Hedda Sterne was deeply influenced by the Surrealist movement as a young artist in Europe and it left a lasting impression on her work. Surrealist automatism — the practice of allowing artwork to develop without conscious control or intention — was an essential part of her artistic practice throughout her life, from chance collage to automatic drawing. Sterne described the feeling of losing her identity while drawing and becoming  “simply like a conduit, permitting visions that want to take shape to do so.”

 

The Everyday Surreal

When Hedda Sterne arrived in New York in 1941 as a refugee of WWII she felt surrounded by a world “more extraordinary than anything imagined by the Surrealists.” Gradually, she moved away from the dream imagery and Surrealist techniques of her early art practice to a new focus on the “visually immediate” world around her.
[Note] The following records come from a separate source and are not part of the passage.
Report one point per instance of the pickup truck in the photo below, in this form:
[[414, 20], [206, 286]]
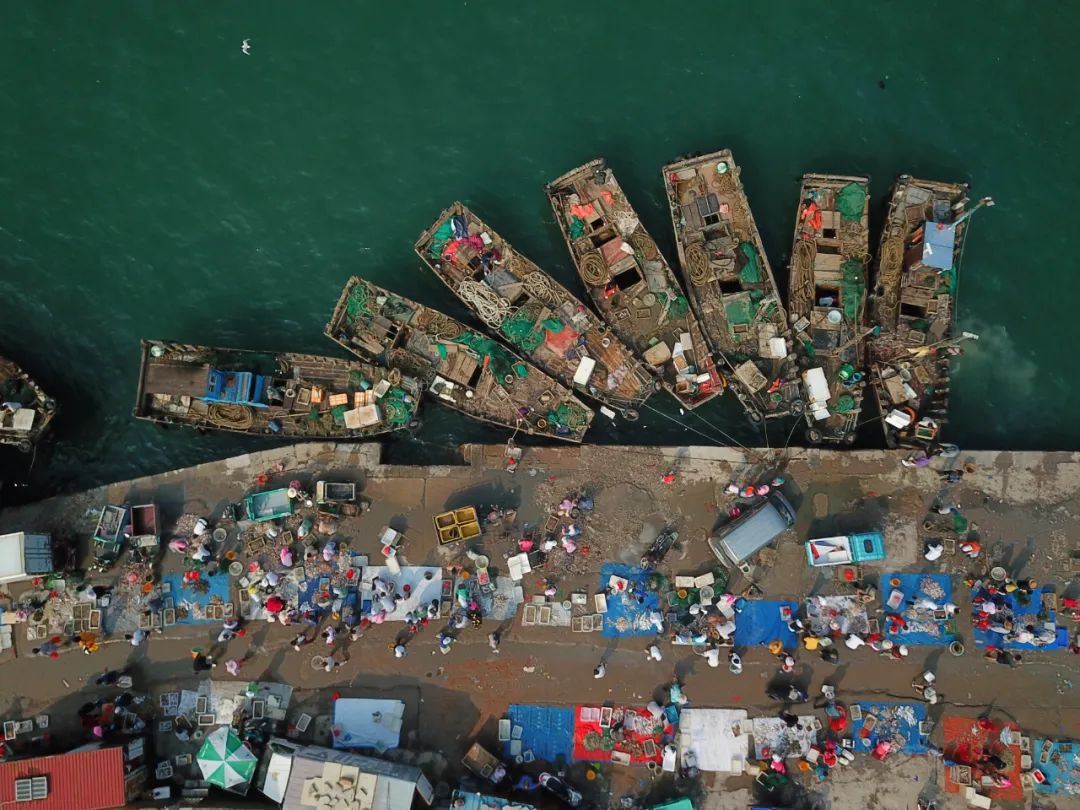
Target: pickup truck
[[846, 549]]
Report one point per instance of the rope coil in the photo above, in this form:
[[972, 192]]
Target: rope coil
[[231, 416], [644, 244], [491, 308], [593, 269], [698, 267]]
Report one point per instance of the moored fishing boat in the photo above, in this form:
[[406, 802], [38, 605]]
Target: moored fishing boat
[[827, 301], [631, 284], [266, 393], [462, 368], [914, 304], [730, 283], [527, 308], [26, 410]]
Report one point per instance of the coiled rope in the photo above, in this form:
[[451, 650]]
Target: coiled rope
[[644, 244], [491, 308], [697, 261], [593, 269], [231, 416]]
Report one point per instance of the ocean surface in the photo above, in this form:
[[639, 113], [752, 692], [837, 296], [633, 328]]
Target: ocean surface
[[156, 181]]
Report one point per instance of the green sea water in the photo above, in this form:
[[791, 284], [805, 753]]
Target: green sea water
[[154, 180]]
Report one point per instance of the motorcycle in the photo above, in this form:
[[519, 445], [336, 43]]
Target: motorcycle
[[659, 549], [559, 788]]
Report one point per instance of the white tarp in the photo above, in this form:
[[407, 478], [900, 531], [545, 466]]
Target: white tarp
[[716, 740], [774, 734], [13, 557], [421, 591], [360, 723]]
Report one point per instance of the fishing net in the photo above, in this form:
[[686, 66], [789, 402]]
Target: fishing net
[[395, 409], [443, 234], [568, 415], [850, 201], [851, 288], [522, 329], [500, 361], [356, 305], [751, 271], [679, 307]]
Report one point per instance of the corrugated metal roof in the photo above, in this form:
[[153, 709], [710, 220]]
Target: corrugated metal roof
[[89, 780]]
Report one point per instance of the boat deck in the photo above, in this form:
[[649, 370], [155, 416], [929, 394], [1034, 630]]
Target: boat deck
[[827, 300], [730, 283], [460, 367], [915, 304], [306, 395], [24, 426], [631, 284], [527, 308]]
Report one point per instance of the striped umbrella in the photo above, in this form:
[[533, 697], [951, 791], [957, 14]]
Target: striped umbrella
[[225, 760]]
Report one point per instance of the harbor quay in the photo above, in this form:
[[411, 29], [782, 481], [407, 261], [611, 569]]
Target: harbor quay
[[581, 611]]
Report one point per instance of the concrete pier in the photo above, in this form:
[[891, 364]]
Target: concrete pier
[[1025, 505]]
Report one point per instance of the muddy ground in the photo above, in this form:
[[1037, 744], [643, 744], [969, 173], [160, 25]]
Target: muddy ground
[[1024, 504]]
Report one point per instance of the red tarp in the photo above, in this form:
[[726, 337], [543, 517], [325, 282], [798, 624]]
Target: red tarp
[[967, 740], [637, 726]]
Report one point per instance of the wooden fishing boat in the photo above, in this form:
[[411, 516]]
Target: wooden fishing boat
[[462, 368], [283, 394], [730, 283], [827, 301], [26, 410], [631, 284], [525, 307], [914, 304]]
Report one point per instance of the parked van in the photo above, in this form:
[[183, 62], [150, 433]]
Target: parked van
[[753, 531]]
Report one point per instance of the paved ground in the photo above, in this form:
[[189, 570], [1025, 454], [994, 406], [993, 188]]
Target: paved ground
[[1025, 507]]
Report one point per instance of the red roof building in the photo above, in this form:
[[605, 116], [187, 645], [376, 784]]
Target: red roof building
[[86, 780]]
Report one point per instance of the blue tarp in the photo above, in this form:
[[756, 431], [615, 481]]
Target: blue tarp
[[480, 801], [1062, 777], [921, 625], [1021, 616], [759, 622], [628, 616], [194, 602], [308, 590], [893, 720], [548, 731]]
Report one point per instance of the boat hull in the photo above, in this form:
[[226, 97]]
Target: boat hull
[[460, 367]]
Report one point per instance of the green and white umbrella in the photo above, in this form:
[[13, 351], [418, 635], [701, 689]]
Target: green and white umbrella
[[225, 760]]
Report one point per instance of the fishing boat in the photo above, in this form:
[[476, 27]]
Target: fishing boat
[[25, 408], [730, 283], [523, 306], [631, 284], [827, 301], [914, 304], [459, 366], [283, 394]]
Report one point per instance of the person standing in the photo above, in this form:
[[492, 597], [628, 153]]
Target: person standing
[[137, 637], [228, 631]]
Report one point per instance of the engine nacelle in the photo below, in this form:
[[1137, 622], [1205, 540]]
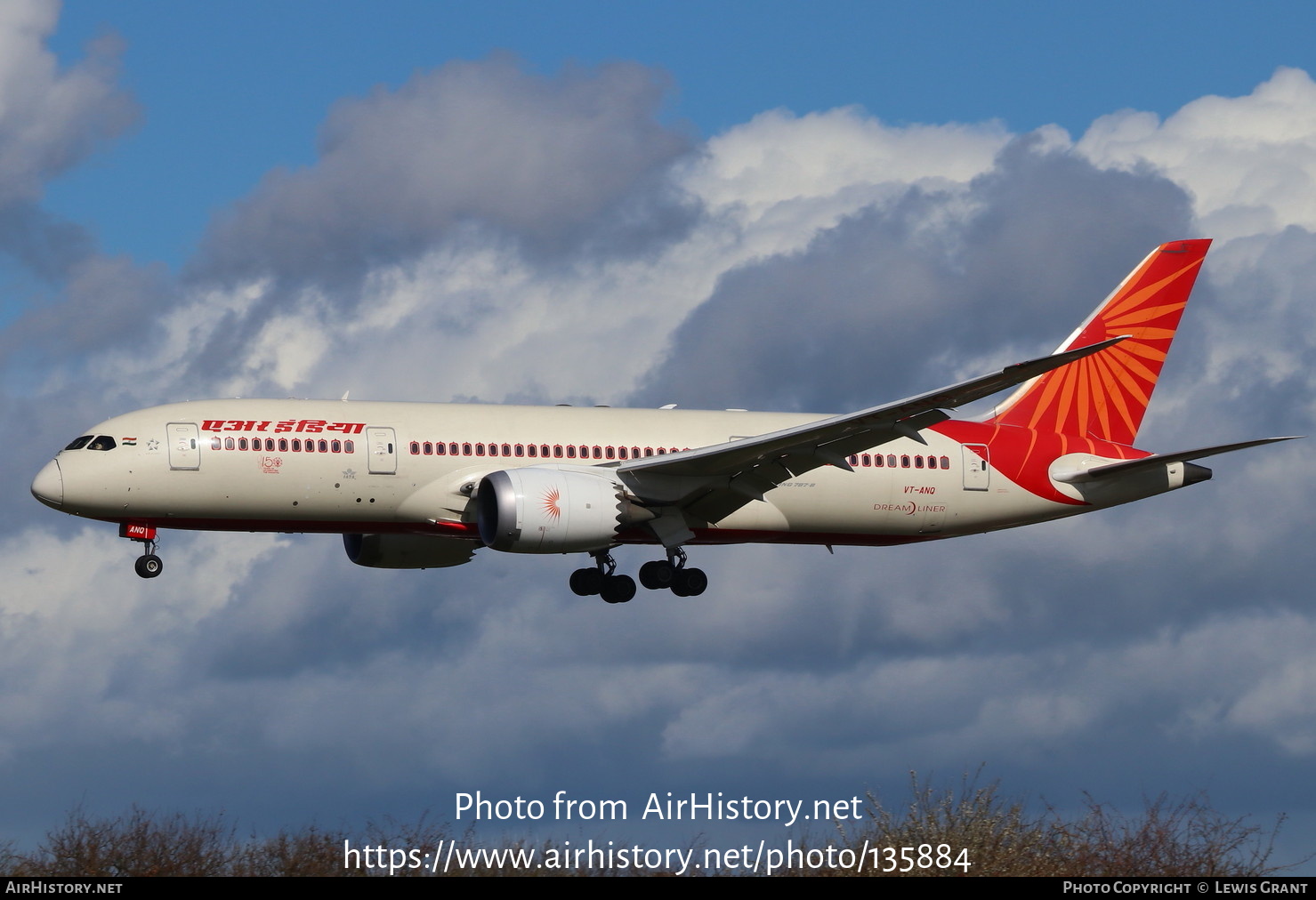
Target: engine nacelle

Paintings and drawings of this period reflect Sterne’s new American environment: her kitchen, bathroom, and stove, New York’s buildings and street scenes, cars and subway tracks. As she would say, “I became visual when I came here.”

 

Gestural Abstraction

In the 1950s, Hedda Sterne’s work grew increasingly abstract and gestural. She found aerosol spray paint — new to hardware store shelves in the early ‘50s — an ideal medium for expressing a sense of speed, light, and motion in her paintings. These works are often viewed in the context of Abstract Expressionism, and Sterne’s own philosophical approach to painting was closely aligned with what her friend, art critic Harold Rosenberg termed “Action Painting” in 1952. As an artist, she felt, “you will find no rest until you possess whatever knowledge of your medium there is to be had.”

 

Machines & Anthropographs

Hedda Sterne’s interest in the visual aspects of post-war America reached its zenith in her “Machine” paintings of the late 1940s and early 1950s. Abstractions of agricultural equipment, airplane machinery, and massive postwar construction sites reflected the inadvertent beauty she found in the man-made world. She coined the word “anthropograh” to describe certain paintings and drawings composed like portraiture. Sterne saw the human-like design of many machines as “unconscious self-portraits of people’s psyches.”

 

Philosophy & Meditation

Hedda Sterne was an avid student of philosophy throughout her life and would find new ways of discovering “facets of reality” through her private studies, which would in turn affect her art. She maintained a daily practice of meditation starting in the mid-1960s, and around the same time began centering her art on internal reflections and theories of the mind. Several bodies of work trace back to Sterne’s varied interests, from metaphysics and semiotics, to Zen Buddhism and Christian mysticism.

 

Portraiture

Hedda Sterne shifted between abstract and figurative modes of expression in her art practice. “I took it for granted,” she would say, “that art is essentially an act of freedom. You react to the world totally freely.” At times, she would find herself preoccupied with painting and drawing portraits of friends, including many of the artists and writers within her milieu. Sterne traced her recurring interest in portraiture to her early childhood when she discovered her interest in drawing and creating “good likenesses.”